La commission de la justice à la Chambre des représentants a approuvé à l’unanimité le 24 juillet le projet de loi amendant l’article 4 du Code de droit réel, qui concerne les actes de procurations pour effectuer une transaction immobilière. « Nous avons constaté que des procurations falsifiées étaient souvent utilisées pour pouvoir spolier des biens immobiliers« , nous indique le député PAM Adil El Bitar, président de la commission en question.

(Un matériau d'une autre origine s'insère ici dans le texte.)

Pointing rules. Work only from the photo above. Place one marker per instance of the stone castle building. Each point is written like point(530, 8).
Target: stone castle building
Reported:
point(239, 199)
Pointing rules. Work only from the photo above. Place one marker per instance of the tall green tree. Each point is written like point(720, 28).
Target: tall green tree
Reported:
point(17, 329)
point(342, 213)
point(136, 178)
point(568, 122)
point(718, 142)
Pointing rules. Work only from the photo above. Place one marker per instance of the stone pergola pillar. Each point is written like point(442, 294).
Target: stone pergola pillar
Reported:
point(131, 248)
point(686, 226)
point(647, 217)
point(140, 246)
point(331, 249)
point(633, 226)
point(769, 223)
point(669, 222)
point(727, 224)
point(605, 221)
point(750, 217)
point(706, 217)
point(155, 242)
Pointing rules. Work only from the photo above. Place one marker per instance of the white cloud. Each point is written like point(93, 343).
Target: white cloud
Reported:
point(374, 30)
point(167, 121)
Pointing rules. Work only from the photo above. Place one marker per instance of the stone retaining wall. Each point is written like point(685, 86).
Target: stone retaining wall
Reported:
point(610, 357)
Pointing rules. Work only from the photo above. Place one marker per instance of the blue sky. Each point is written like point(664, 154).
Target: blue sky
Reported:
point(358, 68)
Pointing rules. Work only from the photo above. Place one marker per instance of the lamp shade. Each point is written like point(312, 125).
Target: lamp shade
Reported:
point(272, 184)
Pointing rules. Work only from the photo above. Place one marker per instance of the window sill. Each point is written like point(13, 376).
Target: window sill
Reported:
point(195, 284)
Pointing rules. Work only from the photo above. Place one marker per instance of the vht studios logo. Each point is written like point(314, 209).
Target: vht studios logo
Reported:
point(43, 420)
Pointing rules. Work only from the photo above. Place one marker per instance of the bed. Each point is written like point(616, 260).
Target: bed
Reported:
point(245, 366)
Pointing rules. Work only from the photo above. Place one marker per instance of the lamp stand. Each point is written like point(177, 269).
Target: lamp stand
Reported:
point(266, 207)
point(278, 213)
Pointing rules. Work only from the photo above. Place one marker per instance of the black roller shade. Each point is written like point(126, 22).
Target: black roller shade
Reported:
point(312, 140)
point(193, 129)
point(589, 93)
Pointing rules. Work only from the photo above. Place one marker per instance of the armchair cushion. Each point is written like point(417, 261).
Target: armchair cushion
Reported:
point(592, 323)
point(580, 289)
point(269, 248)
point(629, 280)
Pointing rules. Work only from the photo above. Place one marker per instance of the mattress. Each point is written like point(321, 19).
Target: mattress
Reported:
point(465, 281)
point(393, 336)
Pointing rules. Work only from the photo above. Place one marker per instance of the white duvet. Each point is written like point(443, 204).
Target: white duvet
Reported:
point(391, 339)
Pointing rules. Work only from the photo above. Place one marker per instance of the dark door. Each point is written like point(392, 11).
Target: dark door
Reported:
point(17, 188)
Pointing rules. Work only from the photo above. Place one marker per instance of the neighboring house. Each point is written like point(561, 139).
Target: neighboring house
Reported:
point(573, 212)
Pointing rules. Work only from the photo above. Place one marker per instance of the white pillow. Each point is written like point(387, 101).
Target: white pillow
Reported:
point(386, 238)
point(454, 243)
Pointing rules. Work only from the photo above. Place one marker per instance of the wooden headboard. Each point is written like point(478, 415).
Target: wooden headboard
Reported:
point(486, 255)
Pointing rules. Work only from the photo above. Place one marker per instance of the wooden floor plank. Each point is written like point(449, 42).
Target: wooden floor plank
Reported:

L’amendement propose de soumettre les procurations « par acte authentique ou acte à date certaine, dressé par un avocat agréé près la Cour de cassation, sauf si une loi spécifique stipule le contraire« . En d’autres termes, « la procuration devrait être faite par des notaires ou des avocats qui ont plus de 15 ans de bar, au lieu d’être rédigée par n’importe qui« , résume Moussa El Khal, juriste et membre de l’Association pour le droit et la justice au Maroc (ADJM).
Selon lui, « c’est une avancée, car cela pourrait diminuer le nombre de spoliations, mais on est loin d’une mesure pour éradiquer ce fléau« , estime-t-il. Initialement proposé par le précédent gouvernement, le projet de loi devrait passer lundi ou mardi prochain en séance plénière à l’Assemblée estime Adil El Bitar.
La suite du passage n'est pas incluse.